Much of our team came from Stripe, and when designing our API we considered the same values that have been successful there. Stripe excels at designing
abstractions in their API — extracting the essential features of a complex domain into something their users can easily understand and work with. In their case this most notably means
modeling payments across many different networks into an API resource called a
PaymentIntent . For example, Visa and Mastercard have subtly different reason codes for why a chargeback can be initiated, but Stripe combines those codes into a single enum so that their users don’t need to consider the two networks separately.
This makes sense because many of Stripe’s users are early startups working on products totally unrelated to payments. They don't necessarily know, or need to know, about the nuances of credit cards. They want to integrate Stripe quickly, get back to building their product, and stop thinking about payments.
“For Increase users, trying to hide the underlying complexity of these networks would irritate them, not simplify their lives.”
Increase’s users are not like this.
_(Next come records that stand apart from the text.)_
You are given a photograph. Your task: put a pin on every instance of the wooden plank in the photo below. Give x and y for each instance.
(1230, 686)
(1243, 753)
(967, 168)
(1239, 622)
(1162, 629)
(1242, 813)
They often have deep existing knowledge of payment networks, think about financial technology all the time, and come to us because of our direct network connections and the depth of integration that lets them build. They want to know
exactly when the FedACH window closes and when transfers will land. They understand that setting a different Standard Entry Class code on an ACH transfer can result in different return timing. Trying to hide the underlying complexity of these networks (by, for example, modeling ACH transfers and wire transfers with a single API resource) would irritate them, not simplify their lives.
Early conversations with these users helped us articulate what we dubbed the “no abstractions” principle as we built the first version of our API. Some examples of the way this mindset has subsequently affected its design:
Real-world naming
Instead of inventing our own names for API resources and their attributes, we tend to use the vocabulary of the underlying networks. For example, the parameters we expose when making an ACH transfer via our API are named after fields in the
Nacha specification.
Immutability
Similar to how we use network nomenclature, we try to model our resources after real-world events like an action taken or a message sent. This results in more of our API resources being immutable. An approach that’s worked well for our API is to take a cluster of these immutable resources (all of the network messages that can be sent as part of the ACH transfer lifecycle, for example) and group them together under a state machine “lifecycle object”. For example, the ach_transfer
object in our API has a field called status
that changes over time, and several immutable sub-objects that are created as the transfer moves through its lifecycle. A newly-minted ach_transfer
object looks like:
{
"id": "ach_transfer_abc123",
"created_at": "2024-04-24T00:00:00+00:00",
"amount": 1000,
"status": "pending_approval",
"approval": null,
"submission": null,
"acknowledgement": null
}
After that same transfer has moved through our pipeline and we’ve submitted it to FedACH, it looks like:
{
"id": "ach_transfer_abc123",
"created_at": "2024-04-24T00:00:00+00:00",
"amount": 1000,
"status": "submitted",
"approval": {
"approved_by": "administrator@yourcompany.com",
"approved_at": "2024-04-24T01:00:00+00:00"
},
"submission": {
"trace_number": "058349238292834",
"submitted_at": "2024-04-24T02:00:00+00:00"
},
"acknowledgement": {
"acknowledged_at": "2024-04-24T03:00:00+00:00"
}
}
Separating resources by use case
If, for a given API resource, the set of actions a user can take on different instances of the resource varies a lot, we tend to split it into multiple resources. For example, the set of actions you can take on an originated ACH transfer is different (the complete opposite, really) than the actions you can take on a received ACH transfer, so we separate these into ach_transfer
and inbound_ach_transfer
resources.
This approach can make our API more verbose and intimidating at first glance — there are a lot of resources on the left-hand side of our
documentation page! We think it makes things more predictable over the long-term, though.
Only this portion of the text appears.